E&P activity in the US Gulf of Mexico continues to be plagued with uncertainty, even though oil prices seem to have stabilized around $50/bbl. Still, that is less than half of the price of oil in mid-2014, and that price environment has in turn engendered an economic climate in which operators and developers continue to be cautious.
A number of field development projects have been brought online, and a few are moving forward, but drilling activity is expected to stay low this year.

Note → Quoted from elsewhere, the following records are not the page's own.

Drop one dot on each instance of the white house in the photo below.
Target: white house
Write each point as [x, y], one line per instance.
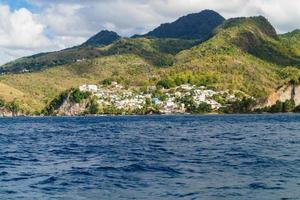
[88, 88]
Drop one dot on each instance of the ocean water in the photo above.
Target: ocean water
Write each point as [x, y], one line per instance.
[151, 157]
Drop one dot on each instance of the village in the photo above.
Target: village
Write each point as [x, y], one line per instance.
[180, 99]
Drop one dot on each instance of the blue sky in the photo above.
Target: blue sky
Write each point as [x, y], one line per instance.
[32, 26]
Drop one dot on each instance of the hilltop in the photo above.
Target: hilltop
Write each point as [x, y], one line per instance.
[198, 26]
[241, 54]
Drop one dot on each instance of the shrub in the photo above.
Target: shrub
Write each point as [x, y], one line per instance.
[77, 96]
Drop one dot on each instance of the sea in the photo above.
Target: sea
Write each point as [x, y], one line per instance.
[206, 157]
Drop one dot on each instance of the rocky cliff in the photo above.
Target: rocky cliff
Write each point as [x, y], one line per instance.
[286, 92]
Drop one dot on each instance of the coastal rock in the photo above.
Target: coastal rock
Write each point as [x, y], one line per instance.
[72, 109]
[286, 92]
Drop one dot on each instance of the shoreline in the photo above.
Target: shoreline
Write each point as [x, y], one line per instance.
[154, 115]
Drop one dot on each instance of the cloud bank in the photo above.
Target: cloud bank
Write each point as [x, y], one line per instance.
[57, 24]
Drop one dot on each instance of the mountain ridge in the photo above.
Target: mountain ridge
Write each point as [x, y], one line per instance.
[192, 26]
[243, 54]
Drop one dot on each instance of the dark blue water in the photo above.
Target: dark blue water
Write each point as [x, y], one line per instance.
[158, 157]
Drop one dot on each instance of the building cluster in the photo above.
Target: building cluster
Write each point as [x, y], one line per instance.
[169, 100]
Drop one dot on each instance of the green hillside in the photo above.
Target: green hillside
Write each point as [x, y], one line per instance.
[244, 54]
[198, 26]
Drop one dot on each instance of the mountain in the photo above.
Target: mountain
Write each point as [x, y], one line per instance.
[257, 36]
[102, 38]
[193, 26]
[243, 54]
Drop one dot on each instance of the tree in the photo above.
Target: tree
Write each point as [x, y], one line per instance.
[288, 106]
[13, 107]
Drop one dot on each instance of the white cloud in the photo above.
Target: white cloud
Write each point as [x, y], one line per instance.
[19, 29]
[59, 24]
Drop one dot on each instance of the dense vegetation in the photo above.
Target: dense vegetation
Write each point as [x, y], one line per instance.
[193, 26]
[243, 54]
[102, 38]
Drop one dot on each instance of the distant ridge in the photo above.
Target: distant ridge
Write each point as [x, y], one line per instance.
[193, 26]
[102, 38]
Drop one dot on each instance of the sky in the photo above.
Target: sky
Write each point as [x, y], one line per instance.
[33, 26]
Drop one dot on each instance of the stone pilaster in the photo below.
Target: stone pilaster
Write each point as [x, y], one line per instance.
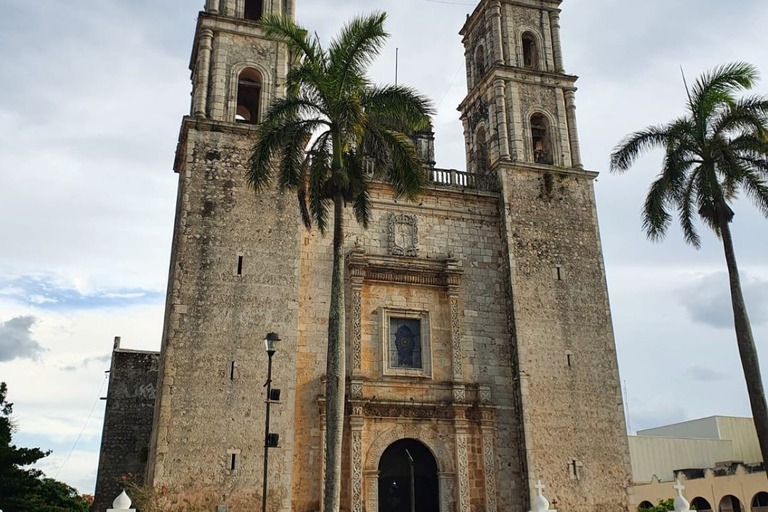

That trend may continue through the year, according to a recent report from Wood Mackenzie entitled “US Upstream: Five things to look for in 2017.” The report offers a fairly pessimistic view of the exploration and drilling activity in the US Gulf for this year. “The merging of lower oil prices and the gradual end of a major investment cycle in deepwater Gulf of Mexico will finally take its toll on the region in 2017,” said author Jackson Sandeen, Senior Research Analyst Lower 48 Upstream Oil and Gas for Wood Mackenzie.
According to the report, investment in 2017 is expected to drop to $10 billion, a 36% decline from the 2015 peak and the lowest since 2011. However, the heavy investment from earlier this decade will lead to a new post-Macondo production peak of 1.75 MMboe/d this year.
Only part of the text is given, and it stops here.